What Mean Time Between Failures Really Means
Have you seen this figure on computer and electronics packaging? Chances are, it doesn't mean what you think it does.
Many tech-heads are familiar with the pretty unreadable acronym MTBF. It stands for mean time between failures, and quite a few people (and companies) throw this term around when talking about the durability and reliability of products. But out in many parts of the consumer audience, there’s a serious disconnect between what MTBF is believed to mean and what it actually tells us about a product's reliability.

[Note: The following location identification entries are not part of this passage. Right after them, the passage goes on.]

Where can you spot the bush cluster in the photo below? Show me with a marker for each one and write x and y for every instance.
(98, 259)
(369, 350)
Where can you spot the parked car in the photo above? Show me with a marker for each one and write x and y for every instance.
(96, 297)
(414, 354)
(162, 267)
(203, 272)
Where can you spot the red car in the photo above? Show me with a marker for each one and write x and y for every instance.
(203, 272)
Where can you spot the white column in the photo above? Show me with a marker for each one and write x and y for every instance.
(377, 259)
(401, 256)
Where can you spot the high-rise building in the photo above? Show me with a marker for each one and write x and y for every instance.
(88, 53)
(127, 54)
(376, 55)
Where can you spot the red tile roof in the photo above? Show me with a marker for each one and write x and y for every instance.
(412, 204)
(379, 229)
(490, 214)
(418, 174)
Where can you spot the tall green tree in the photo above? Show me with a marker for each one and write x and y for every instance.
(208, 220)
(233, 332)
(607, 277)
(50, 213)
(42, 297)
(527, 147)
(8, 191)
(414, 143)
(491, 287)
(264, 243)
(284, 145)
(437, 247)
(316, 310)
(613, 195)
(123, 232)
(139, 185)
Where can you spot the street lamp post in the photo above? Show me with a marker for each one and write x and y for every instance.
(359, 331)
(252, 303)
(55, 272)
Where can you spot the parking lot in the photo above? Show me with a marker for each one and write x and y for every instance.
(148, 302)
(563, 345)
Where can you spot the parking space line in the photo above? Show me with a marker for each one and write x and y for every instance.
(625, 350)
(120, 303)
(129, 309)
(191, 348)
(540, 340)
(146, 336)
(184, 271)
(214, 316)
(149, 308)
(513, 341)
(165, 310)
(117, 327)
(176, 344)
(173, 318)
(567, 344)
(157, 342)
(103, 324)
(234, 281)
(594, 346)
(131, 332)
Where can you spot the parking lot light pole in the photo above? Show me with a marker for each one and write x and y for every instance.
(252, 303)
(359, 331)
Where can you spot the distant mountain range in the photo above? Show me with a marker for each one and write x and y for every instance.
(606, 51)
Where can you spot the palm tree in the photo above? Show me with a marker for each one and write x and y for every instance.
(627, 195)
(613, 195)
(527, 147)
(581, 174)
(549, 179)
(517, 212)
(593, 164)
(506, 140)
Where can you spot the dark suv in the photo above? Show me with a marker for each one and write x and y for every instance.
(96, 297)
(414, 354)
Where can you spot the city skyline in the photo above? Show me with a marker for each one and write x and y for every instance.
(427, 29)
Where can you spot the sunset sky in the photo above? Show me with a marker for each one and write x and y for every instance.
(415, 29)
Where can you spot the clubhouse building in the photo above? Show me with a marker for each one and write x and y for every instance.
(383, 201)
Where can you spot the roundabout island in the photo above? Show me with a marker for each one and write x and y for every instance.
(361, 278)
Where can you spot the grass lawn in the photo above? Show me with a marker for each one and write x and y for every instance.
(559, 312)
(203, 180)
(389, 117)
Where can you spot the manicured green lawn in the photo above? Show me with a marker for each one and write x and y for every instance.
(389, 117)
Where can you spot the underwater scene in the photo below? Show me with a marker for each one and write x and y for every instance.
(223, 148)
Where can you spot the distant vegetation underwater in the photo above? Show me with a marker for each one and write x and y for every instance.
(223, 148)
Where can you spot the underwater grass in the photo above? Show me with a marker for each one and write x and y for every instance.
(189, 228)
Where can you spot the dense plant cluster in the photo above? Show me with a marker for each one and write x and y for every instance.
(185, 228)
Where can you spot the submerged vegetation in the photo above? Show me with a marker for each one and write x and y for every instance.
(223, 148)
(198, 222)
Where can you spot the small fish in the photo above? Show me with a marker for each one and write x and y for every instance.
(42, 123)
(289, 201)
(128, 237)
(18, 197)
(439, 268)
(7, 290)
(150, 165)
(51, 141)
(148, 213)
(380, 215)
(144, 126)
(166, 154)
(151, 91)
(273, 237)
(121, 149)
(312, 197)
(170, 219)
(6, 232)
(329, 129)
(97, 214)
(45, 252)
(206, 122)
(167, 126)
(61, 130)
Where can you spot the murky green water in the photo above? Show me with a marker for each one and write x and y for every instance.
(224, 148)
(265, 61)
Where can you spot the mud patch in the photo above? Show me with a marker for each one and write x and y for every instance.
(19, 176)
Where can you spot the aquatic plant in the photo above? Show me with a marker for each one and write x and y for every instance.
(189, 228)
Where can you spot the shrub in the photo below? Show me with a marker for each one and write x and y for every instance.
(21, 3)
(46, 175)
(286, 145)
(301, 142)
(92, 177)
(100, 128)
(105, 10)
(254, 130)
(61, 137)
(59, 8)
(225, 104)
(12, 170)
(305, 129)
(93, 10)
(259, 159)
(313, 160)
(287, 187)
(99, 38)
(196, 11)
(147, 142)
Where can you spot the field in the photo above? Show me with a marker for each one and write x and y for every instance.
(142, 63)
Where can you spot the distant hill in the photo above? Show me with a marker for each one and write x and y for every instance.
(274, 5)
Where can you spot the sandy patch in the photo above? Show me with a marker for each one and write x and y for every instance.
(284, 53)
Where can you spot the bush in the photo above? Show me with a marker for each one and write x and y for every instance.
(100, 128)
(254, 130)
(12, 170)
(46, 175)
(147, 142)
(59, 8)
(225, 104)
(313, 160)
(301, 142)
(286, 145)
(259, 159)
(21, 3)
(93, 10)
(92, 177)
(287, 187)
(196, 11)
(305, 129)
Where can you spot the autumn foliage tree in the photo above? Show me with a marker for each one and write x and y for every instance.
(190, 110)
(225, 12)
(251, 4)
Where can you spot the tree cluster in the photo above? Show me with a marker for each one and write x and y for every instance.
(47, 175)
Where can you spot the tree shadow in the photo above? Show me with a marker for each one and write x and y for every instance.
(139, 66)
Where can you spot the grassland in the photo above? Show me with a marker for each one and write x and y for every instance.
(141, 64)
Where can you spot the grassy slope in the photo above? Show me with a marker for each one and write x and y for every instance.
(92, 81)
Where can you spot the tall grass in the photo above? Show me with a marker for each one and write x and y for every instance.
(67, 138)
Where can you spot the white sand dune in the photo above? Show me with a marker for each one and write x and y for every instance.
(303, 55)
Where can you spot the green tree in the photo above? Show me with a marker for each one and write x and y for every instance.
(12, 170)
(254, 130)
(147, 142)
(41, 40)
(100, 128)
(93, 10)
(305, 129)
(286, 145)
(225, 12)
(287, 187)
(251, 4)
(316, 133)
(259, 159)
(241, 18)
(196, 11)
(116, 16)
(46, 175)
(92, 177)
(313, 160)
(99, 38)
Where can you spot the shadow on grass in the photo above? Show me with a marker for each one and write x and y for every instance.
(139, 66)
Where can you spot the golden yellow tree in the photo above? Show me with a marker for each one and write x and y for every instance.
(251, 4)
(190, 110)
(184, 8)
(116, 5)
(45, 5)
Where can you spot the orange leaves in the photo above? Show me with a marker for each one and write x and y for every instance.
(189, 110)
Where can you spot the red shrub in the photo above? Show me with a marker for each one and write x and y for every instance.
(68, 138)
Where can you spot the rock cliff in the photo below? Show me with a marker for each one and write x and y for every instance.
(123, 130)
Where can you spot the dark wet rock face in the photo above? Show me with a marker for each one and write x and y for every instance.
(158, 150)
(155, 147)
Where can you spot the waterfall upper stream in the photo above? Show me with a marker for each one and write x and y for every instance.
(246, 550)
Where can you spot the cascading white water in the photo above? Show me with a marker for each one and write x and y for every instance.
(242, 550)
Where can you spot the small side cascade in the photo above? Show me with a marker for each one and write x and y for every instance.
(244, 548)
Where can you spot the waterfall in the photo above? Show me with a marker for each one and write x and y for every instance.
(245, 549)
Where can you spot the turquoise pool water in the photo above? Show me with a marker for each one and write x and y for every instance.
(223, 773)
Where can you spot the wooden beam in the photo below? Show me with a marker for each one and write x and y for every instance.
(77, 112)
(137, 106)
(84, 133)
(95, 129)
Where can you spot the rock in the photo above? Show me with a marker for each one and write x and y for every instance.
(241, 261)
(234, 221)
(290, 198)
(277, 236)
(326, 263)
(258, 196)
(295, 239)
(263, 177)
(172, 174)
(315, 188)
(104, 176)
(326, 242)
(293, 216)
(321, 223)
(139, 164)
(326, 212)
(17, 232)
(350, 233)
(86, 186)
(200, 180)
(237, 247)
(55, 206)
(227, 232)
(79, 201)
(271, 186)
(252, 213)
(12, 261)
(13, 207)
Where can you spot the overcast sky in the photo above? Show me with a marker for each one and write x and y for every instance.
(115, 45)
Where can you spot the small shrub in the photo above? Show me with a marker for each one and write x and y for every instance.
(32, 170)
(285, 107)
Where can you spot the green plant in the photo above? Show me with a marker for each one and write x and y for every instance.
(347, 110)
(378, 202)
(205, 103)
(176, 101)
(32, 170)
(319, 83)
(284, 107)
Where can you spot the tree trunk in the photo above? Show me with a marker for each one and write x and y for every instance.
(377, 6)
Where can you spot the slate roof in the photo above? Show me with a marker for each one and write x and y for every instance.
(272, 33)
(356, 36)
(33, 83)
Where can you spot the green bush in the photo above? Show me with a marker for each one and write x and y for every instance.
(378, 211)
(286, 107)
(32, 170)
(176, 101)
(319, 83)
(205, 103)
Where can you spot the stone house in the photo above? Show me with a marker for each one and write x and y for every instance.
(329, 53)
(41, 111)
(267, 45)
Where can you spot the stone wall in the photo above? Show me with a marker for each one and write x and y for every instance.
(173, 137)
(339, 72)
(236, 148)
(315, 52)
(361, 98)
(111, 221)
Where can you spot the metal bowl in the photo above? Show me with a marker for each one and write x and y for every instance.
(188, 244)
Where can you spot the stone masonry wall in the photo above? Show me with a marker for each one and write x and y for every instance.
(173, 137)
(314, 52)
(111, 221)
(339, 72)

You may see MTBF numbers stamped on the packaging of IT products like hard drives or other hardware, where longevity is an important part of purchasing decisions for shoppers. Sometimes, online stores even let customers browse products by MTBF. But generally, there’s no big, upfront explanation of how the company came by this figure. Often, MTBF is expressed in hours. That seems straightforward, but in reality, that doesn't tell the whole story.
Are you totally and utterly confused? So were we. Here we dig into MTBF and what it means for consumers.
What Does MTBF Mean?
Mean time between failures is often expressed in terms of hours. It’s when shoppers who haven’t read up on this idea do the math that they can come up with some incorrect ideas about a particular product's durability. Let’s say, for example, that you see a product rated for 43,000 hours. If you simply string out that number of hours into continuous operational time, you’ll come up with just under five years. That leads some to think that the device has been tested and researchers have found it is likely to run for five years before breaking.
Not so. The reality is that in most cases, testers didn’t run a single unit for anywhere close to 43,000 hours. Instead, it’s more likely that the test involved running a larger number of units, say, 1,000 of them, for 43 hours (though tests may typically run for a longer time period than this). The manufacturer’s researchers take the number of failures and use that to calculate the MTBF. If just one drive fails during this 43-hour test run, the MTBF number becomes 43,000.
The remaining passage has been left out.